The economic turmoil of trillion dollar fiscal stimulus from Washington, including additional unemployment benefits and lump sum payments to US households, has already begun to subside from its peak.
According to analysts, Treasuries were also supported by foreign investors in the hunt for richer returns.
Looking ahead, markets expect the private sector payroll to be in June. Automatic Data Processing Inc.'s June report is due at 8:15 a.m. Eastern Time.
Regardless, at 9:45 am, investors will be on the lookout for an indicator of manufacturing activity in the Chicago area, Chicago's June purchasing managers' index.

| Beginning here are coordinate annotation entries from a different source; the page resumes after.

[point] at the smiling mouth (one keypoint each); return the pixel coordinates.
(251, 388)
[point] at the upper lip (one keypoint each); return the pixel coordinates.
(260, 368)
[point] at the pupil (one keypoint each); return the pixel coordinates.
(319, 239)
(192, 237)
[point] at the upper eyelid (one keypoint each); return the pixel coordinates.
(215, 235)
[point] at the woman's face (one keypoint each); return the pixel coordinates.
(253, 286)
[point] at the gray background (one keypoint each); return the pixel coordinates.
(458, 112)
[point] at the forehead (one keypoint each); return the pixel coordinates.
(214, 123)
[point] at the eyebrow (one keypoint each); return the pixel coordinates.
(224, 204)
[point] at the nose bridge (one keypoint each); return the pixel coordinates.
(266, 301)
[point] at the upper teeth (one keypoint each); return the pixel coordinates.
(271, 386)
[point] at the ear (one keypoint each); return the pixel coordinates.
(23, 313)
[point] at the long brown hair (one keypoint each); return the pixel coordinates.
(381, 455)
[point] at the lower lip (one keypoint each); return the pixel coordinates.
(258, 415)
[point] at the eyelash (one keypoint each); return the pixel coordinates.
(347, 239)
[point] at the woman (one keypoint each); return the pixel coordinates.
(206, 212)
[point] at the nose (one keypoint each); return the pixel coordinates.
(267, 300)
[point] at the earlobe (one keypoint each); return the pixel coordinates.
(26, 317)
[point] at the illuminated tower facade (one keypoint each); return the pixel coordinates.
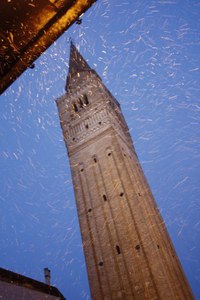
(129, 254)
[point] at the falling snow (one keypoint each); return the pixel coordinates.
(147, 53)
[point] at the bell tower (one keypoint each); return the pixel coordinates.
(129, 254)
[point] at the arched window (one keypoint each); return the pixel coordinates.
(80, 103)
(85, 100)
(74, 107)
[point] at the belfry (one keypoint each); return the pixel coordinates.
(128, 251)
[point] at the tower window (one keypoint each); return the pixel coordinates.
(118, 249)
(80, 102)
(85, 100)
(104, 198)
(74, 107)
(137, 247)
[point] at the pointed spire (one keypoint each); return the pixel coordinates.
(77, 62)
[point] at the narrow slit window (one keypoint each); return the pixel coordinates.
(74, 107)
(85, 100)
(80, 102)
(104, 198)
(118, 249)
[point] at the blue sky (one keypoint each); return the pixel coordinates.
(147, 53)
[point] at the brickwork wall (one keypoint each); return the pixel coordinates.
(129, 254)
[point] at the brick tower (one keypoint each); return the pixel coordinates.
(128, 251)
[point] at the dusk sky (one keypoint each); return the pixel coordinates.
(148, 55)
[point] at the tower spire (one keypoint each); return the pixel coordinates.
(77, 63)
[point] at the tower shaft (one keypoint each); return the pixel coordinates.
(128, 252)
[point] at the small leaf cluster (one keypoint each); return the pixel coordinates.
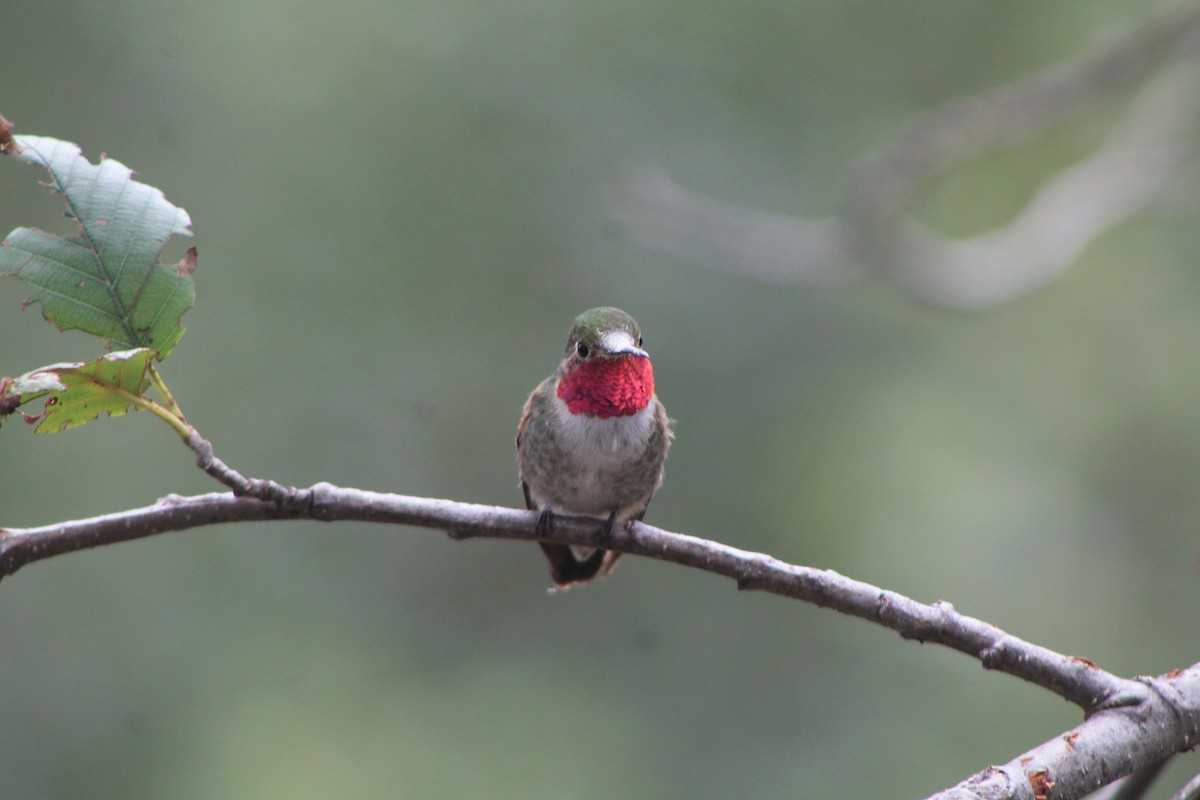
(106, 278)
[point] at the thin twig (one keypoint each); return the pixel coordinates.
(1117, 741)
(1139, 782)
(1191, 791)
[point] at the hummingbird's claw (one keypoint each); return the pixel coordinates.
(609, 530)
(545, 524)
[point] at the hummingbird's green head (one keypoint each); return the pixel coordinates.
(605, 371)
(601, 332)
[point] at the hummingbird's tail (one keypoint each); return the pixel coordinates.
(569, 567)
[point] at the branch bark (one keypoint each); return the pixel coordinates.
(1128, 723)
(875, 232)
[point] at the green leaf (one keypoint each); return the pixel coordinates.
(79, 392)
(106, 278)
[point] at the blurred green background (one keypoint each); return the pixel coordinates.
(399, 209)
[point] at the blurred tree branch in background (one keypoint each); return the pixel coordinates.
(875, 232)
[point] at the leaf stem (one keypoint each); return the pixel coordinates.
(167, 397)
(173, 419)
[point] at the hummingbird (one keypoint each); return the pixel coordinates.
(592, 439)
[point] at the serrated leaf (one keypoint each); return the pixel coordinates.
(78, 392)
(106, 278)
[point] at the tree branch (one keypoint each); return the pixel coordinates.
(1072, 678)
(875, 232)
(1129, 723)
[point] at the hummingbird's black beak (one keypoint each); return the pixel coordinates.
(622, 343)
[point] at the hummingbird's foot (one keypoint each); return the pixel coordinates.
(545, 524)
(609, 530)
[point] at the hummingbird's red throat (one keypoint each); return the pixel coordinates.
(609, 388)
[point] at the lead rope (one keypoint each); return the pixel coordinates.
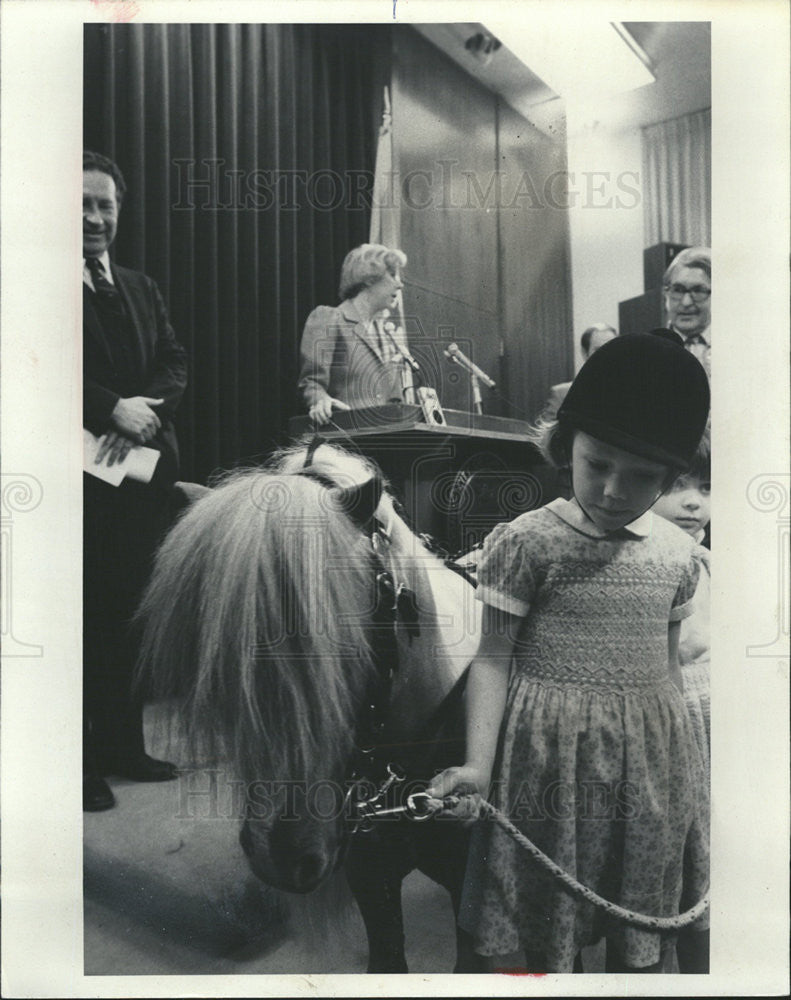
(576, 888)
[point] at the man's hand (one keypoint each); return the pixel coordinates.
(321, 411)
(135, 418)
(116, 446)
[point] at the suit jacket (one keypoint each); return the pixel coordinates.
(156, 363)
(339, 357)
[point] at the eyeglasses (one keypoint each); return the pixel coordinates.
(698, 293)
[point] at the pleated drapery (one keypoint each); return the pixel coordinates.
(248, 150)
(677, 180)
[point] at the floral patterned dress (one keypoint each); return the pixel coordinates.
(597, 762)
(694, 659)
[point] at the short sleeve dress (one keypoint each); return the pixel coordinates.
(597, 763)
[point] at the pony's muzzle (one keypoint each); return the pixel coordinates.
(288, 856)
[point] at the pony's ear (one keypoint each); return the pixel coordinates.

A day after the S&P CoreLogic Case-Shiller National Home Price Index, which showed prices rose faster than ever in April, as buyers battled for competition, there is also a report of pending home sales that came in at 10 a.m. is due, the focus is on a limited number of apartments.
What strategists say
"The 10-year US Treasury yield plunged this week to 1.47%, dragged down by a less than expected rise in the PCE core price index on Friday," wrote Raffi Boyadjian, senior investment analyst at XM , in a daily memo.
"The decline in long-term yields boosted technology stocks and propelled the Nasdaq 100 and Nasdaq Composite to new all-time highs on Monday and Tuesday," he said.